The people who work at the networks are not scientists. The networks don’t look at global warming as a scientific issue but as a news story. Science looks for answers by experimentation and verification. In science, if the data disproves the theory, then the theory can’t be true. In the world of news there are no hard rules of objective verification of truth or falsehood. If the story is big and will make a ratings splash, then it becomes news. The networks see global warming not as something that needs balanced reporting but as an opportunity to generate audience. This is their job.

We must also consider the media’s own momentum.

I’ve seen this phenomenon over and over again through the years. If a story is popular and presents new angles that can be exploited each day, month, or year, it will continue to get airtime. After a while the story begins to take on a life of its own. It can be relied on to fill time during the news program and generate audience. For instance, back in the middle and late 1980s the AIDS story was breaking. Every local or national newscast had to have an AIDS story. This went on for years. Finally when it became apparent that AIDS was not going affect the vast majority of the population, the story all but disappeared from the news. After a time, if nothing new develops that can be used to generate audience, the story gets dumped. Producers simply leave it by the side of the road and move on there is never any retrospective on the issue. It is simply forgotten as if it never happened. Old news along with good news is no news. Another way a story can disappear from the headlines is if something else happens that is so big the old story is blasted off the air. Think of the Gary Condit story. Condit was a congressman who was implicated in the death of one of his interns, Chandra Levy. Every newscast had a Gary Condit story. Day after day, month after month, the networks and papers carried this story. Then September 11, 2001 came, and the Gary Condit story was gone. Literally overnight there was never another word about Gary and Chandra.

Since the early ’80s the numbers watching the major networks have been dropping. The introduction of cable TV was a double edged sword. Cable gave viewers a better, more consistent signal. But for the networks, it introduced competition from smaller channels like CNN, the Weather Channel, and ESPN. Then came the Internet, allowing people to get their news elsewhere, away from the perceived biases in the networks. The result has been fewer viewers and lower revenue. This has caused the television news industry to search for new dramatic stories that will sell the news. Enter global warming.

As the audience continues to decline, the industry looks for ways to keep viewers. The industry has always employed consultants who do market research so the network managers can make informed decisions. In the ’90s the consultants were saying, “Do more weather.” The network meteorologists began to get more airtime. Weather events that formerly would have been left to the meteorologist to report halfway through the newscast were elevated to the day’s top story. It is only natural that global warming became part of this. Since the global warming alarmists claim it will affect everything and everyone on earth, the number of news angles is virtually endless. This story is far too valuable to kill by reporting that the whole thing might be just nature doing what nature has always done: change.
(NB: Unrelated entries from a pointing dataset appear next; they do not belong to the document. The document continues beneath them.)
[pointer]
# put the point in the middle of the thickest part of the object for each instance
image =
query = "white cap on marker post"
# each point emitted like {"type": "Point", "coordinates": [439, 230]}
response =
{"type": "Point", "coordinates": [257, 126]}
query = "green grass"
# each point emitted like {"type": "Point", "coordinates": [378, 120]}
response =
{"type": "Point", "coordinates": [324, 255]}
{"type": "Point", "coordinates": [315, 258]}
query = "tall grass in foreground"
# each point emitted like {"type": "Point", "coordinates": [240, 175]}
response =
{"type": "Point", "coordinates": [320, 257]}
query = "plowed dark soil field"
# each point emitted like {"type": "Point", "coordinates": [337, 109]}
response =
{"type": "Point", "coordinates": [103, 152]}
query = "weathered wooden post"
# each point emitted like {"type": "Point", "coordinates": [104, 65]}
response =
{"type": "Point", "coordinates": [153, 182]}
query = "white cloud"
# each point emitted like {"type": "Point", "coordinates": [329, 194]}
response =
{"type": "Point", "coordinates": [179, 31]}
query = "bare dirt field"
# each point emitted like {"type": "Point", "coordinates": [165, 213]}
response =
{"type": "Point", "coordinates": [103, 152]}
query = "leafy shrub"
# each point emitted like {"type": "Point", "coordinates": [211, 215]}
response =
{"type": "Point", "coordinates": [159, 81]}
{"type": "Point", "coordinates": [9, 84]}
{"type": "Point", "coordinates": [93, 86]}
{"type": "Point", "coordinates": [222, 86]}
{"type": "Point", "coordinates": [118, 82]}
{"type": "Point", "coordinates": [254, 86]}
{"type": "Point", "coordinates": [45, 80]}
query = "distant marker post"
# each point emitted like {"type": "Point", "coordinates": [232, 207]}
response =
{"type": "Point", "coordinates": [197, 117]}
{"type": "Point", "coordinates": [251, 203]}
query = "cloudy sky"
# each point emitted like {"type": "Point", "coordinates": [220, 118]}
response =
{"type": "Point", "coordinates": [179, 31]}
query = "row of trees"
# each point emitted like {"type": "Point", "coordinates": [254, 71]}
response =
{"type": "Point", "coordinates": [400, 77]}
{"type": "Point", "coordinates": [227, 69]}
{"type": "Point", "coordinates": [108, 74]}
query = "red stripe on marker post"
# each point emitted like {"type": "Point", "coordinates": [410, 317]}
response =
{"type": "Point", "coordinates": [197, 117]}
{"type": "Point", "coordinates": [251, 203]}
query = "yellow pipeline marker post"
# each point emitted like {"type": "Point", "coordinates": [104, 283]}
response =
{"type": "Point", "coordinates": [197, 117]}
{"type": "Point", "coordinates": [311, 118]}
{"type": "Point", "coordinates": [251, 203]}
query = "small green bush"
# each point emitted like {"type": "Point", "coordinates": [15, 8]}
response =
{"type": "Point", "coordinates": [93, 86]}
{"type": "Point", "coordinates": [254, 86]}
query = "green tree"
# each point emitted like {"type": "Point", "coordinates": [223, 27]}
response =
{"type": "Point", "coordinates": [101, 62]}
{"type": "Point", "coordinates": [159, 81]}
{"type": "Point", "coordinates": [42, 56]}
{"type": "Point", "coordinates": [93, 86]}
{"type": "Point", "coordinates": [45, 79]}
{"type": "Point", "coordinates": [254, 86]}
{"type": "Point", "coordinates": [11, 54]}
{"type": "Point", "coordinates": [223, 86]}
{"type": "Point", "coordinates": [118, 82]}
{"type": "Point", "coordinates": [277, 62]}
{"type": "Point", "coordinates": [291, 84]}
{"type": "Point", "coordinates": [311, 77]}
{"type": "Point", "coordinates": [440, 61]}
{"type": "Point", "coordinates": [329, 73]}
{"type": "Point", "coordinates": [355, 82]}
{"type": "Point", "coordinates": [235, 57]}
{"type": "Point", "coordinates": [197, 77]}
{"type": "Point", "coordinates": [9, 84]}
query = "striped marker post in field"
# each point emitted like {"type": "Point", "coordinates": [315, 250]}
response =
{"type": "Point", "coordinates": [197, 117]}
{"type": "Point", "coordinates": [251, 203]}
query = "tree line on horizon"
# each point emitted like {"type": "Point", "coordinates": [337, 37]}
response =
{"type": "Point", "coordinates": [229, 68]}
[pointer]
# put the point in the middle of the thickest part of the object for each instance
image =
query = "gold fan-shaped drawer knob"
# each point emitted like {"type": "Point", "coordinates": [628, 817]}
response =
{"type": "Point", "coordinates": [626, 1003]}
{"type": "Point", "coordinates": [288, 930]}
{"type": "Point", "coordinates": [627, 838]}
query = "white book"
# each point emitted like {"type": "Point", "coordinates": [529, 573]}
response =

The mainstream media has a strong motivation to pursue the global warming story in a way that fits its needs. In an environment of shrinking audiences and rapidly changing technology, global warming is just too good a hook to throw away with objective reporting. “Crisis” is a word used over and over again when referring to global warming. There is a real crisis developing, but it is not in the atmosphere. It’s on your television and in your magazines and newspapers.